In 2012, BBC Audio (in its short-lived incarnation of AudioGO) released a new set of James Bond audiobooks under the branding "007 Reloaded." It was a project spearheaded (I think) by Lucy Fleming, niece of Ian Fleming, but better known to me as the actress who plays Jenny in Terry Nation's Survivors. Each book was read by a different prominent British actor, including Dan Stevens (what's-his-face in Downton Abbey), Bill Nighy (you know who he is), Jason Isaacs (Captain Lorca in Star Trek: Discovery), David Tennant (fake Mad-Eye Moody in the one about the wizards), and Kenneth Branagh (Kenneth's Branagh's Mary Shelley's Frankenstein). AudioGO went bankrupt in 2013, but they were republished by the current rightsholders. These are still the versions of the Bond audiobooks most readily available; I got both of them via Overdrive at my local public library.

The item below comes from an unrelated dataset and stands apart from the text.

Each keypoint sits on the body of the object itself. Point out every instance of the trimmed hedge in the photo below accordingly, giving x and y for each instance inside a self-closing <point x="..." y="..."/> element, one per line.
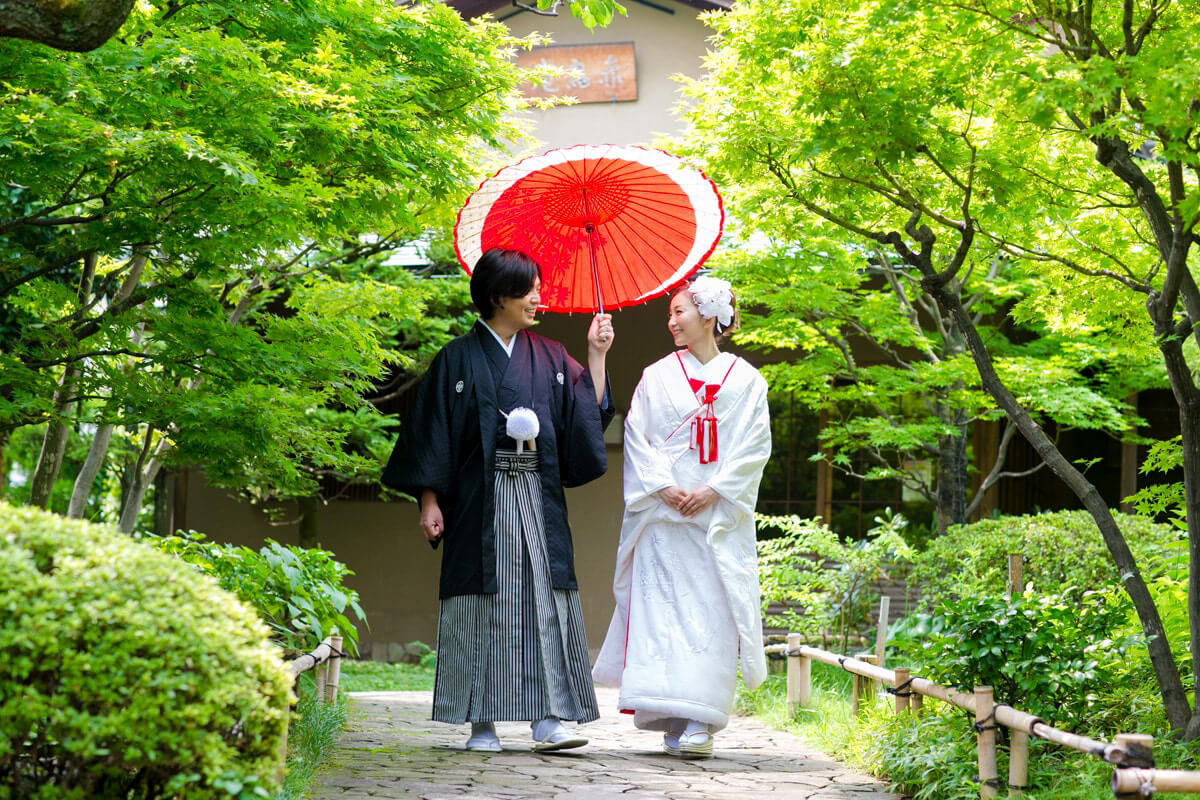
<point x="126" y="673"/>
<point x="1061" y="548"/>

I didn't have the desire to listen to all of them, since experiencing each James Bond story as a novel, as a film, as a radio play, and as a comic is more than enough, thank you. But I did decide to listen to two of them. One is the reading of The Spy Who Loved Me: the novel has a first-person female narrator, and the audio is read by a woman, Rosamund Pike. I doubt Spy Who will be adapted in BBC Radio's adaptations, but you can imagine this as a radio adaptation, given its first-person frame and overall lack of Bond.
The other one I decided to listen to is You Only Live Twice, because it is read by Martin Jarvis, who narrates the current BBC Radio adaptations, so it slots right in as well. You Only was previously adapted by the BBC in 1990s, but hasn't been adapted as part of the current Toby Stephens strand. I imagine it will be eventually, but who knows.
My thesis about audiobooks is that an audio reading makes a good book better and a bad book worse. I find nothing to contradict that thesis here. I enjoyed The Spy Who Loves Me: it's weird for a James Bond book, but I find that Fleming creates a mostly plausible female character (easy for me to say, admittedly), and puts her in a harrowing situation with his usual style. Rosamund Pike's reading elevates the book: with her as the voice of Vivienne Michel, she seems a even more real character. Pike brings her to life in all her young inexperience and conflicting desires and out-of-her-depth-yet-working-to-hang-on-anyway-ness. Pike puts on a Canadian accent, but I didn't notice any issues. I listened to it last summer over a couple afternoons while pushing my son's stroller while he napped, and I greatly enjoyed the experience despite the Florida heat.
You Only Live Twice, on the other hand, drags on and on when you have to listen to someone read every word, even if you use your iPod's "speed up" feature. It's also worse on a second read, since you know that all the stuff in the first half where Bond gets taught how to "be Japanese" isn't even going to matter. His Japanese-ness doesn't help him on his mission, it's never put to the test, it doesn't change anything about him. So why do we have to listen to so much about the cultures and the mores? Martin Jarvis is a great reader; I wish he had more action scenes to work with, because he's good at them. He does good with the various parts-- I think he could play M well-- but particularly excels with "Tiger" Tanaka, the head of the Japanese secret service, who really comes to life as a full character in Jarvis's performance. The bit where Tanaka remembers the beauty of being a kamikaze pilot was actually a bit moving. But overall, it felt like it dragged on for ages, at 7½ hours to Spy Who's five.
I am curious about some of the other ones now, but as I near the end of the novel series (just Octopussy & The Living Daylights and The Man with the Golden Gun to go), I think I've had enough of Bond to last me a while, so Hugh Bonneville's Goldfinger will have to wait until I start to get nostalgic.